All solvers are going to go exponential on some puzzles. We know this, thanks to some folks who proved that solving paint-by-number uzzles is NP-complete. Pbnsolve does fairly well, but I think there is still room for improvement.
I think a bigger performance improvement would come from a better search algorithm, perhaps using something like an A* algorithm instead of a depth-first search. Such searches don't explore in only a single direction, but instead explore along many branches of the search tree simultaneously. The down side is that all the leaves of the tree have to be kept in memory simultaneously, so this can eat more memory the longer it runs. (The current pbnsolve program uses only a modest amount of memory and memory consumption doesn't grow much no matter how long it runs.)

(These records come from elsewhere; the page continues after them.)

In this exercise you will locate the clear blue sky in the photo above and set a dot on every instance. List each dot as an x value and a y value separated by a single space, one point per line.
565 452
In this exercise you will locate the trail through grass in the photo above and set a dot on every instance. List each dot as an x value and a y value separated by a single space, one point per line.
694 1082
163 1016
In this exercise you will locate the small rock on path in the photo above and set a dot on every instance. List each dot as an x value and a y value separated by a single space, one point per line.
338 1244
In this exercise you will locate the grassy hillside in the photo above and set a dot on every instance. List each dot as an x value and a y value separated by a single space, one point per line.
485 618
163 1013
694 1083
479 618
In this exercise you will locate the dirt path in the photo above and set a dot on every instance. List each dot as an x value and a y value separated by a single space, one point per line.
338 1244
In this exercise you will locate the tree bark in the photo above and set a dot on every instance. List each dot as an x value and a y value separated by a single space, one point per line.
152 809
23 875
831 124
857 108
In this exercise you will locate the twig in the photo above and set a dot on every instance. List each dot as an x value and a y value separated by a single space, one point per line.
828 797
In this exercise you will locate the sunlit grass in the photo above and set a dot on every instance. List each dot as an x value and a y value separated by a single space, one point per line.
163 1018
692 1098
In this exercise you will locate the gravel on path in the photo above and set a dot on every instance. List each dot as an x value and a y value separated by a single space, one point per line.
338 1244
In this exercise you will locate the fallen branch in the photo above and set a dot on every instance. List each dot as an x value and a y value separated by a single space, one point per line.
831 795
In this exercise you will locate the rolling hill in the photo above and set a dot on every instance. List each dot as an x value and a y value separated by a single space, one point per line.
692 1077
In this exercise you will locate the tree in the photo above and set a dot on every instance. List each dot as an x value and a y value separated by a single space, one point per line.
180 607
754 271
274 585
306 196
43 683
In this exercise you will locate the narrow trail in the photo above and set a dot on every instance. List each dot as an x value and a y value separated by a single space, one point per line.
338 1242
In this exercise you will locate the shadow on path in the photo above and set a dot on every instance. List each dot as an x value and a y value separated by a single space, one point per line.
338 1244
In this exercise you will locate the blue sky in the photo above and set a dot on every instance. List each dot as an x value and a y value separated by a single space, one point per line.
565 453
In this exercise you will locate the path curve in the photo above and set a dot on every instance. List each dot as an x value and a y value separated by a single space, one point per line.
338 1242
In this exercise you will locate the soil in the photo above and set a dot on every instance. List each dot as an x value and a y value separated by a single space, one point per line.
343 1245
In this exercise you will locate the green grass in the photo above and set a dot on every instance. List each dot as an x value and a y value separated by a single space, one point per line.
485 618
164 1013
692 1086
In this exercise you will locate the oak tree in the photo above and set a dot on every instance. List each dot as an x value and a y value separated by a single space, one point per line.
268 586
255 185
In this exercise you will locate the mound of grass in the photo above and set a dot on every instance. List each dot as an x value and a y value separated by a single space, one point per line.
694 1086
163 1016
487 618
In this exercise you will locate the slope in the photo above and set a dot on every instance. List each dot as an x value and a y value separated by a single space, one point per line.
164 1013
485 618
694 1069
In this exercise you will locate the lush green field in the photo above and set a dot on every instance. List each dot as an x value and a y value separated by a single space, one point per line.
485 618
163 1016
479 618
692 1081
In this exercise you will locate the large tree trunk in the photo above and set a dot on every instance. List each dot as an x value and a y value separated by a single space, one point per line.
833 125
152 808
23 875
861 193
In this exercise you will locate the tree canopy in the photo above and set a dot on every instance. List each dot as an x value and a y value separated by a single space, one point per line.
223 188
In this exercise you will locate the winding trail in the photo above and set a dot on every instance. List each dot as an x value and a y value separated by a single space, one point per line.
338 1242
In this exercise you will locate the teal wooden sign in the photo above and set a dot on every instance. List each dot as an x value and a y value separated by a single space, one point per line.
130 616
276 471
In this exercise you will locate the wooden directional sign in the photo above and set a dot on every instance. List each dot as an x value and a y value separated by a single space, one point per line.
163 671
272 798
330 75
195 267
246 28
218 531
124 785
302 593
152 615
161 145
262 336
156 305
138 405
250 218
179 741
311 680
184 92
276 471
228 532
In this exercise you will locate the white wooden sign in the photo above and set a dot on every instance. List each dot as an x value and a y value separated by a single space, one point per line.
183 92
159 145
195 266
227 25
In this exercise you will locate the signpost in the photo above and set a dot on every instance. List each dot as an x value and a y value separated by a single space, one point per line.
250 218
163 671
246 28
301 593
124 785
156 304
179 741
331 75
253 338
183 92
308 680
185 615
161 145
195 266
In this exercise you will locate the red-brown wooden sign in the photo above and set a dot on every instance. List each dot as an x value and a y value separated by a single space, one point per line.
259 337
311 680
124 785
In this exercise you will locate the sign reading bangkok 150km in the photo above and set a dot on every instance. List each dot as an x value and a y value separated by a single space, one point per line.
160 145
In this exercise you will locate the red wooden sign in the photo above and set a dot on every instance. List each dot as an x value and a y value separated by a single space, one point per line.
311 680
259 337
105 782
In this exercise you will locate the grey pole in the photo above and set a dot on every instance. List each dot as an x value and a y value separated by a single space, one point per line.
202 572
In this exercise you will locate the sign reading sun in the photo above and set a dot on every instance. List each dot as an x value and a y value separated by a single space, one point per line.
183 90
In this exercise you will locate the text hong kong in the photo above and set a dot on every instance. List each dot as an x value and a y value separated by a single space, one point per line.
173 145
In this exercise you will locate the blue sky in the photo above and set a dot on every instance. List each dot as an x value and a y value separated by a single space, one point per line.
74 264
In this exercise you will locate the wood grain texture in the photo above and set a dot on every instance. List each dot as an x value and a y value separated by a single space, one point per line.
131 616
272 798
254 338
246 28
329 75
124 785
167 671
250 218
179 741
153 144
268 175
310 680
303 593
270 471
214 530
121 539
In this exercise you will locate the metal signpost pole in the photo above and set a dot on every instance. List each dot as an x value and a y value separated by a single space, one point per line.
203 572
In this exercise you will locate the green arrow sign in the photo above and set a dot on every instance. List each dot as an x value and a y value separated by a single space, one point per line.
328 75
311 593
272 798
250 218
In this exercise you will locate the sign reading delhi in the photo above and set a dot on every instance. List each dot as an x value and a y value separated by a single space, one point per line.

An interesting direction to go would be to try to apply more of the special reasoning tricks that humans use in solving more complex puzzles, like edge logic. This would be hard to do, but it would make the program into a better tool for assessing how hard the puzzle is for humans to solve.
There are whole classes of other non-traditional search algorithms that might work well here. Sometimes when a person solves a puzzle, they find that due to a mistake they are in a contradictory state. Sometimes then you can move things around to try to fudge the solution back into shape. Some kind of relaxation algorithm that temporarily produces illegal solutions and then fudges them back into shape might be interesting.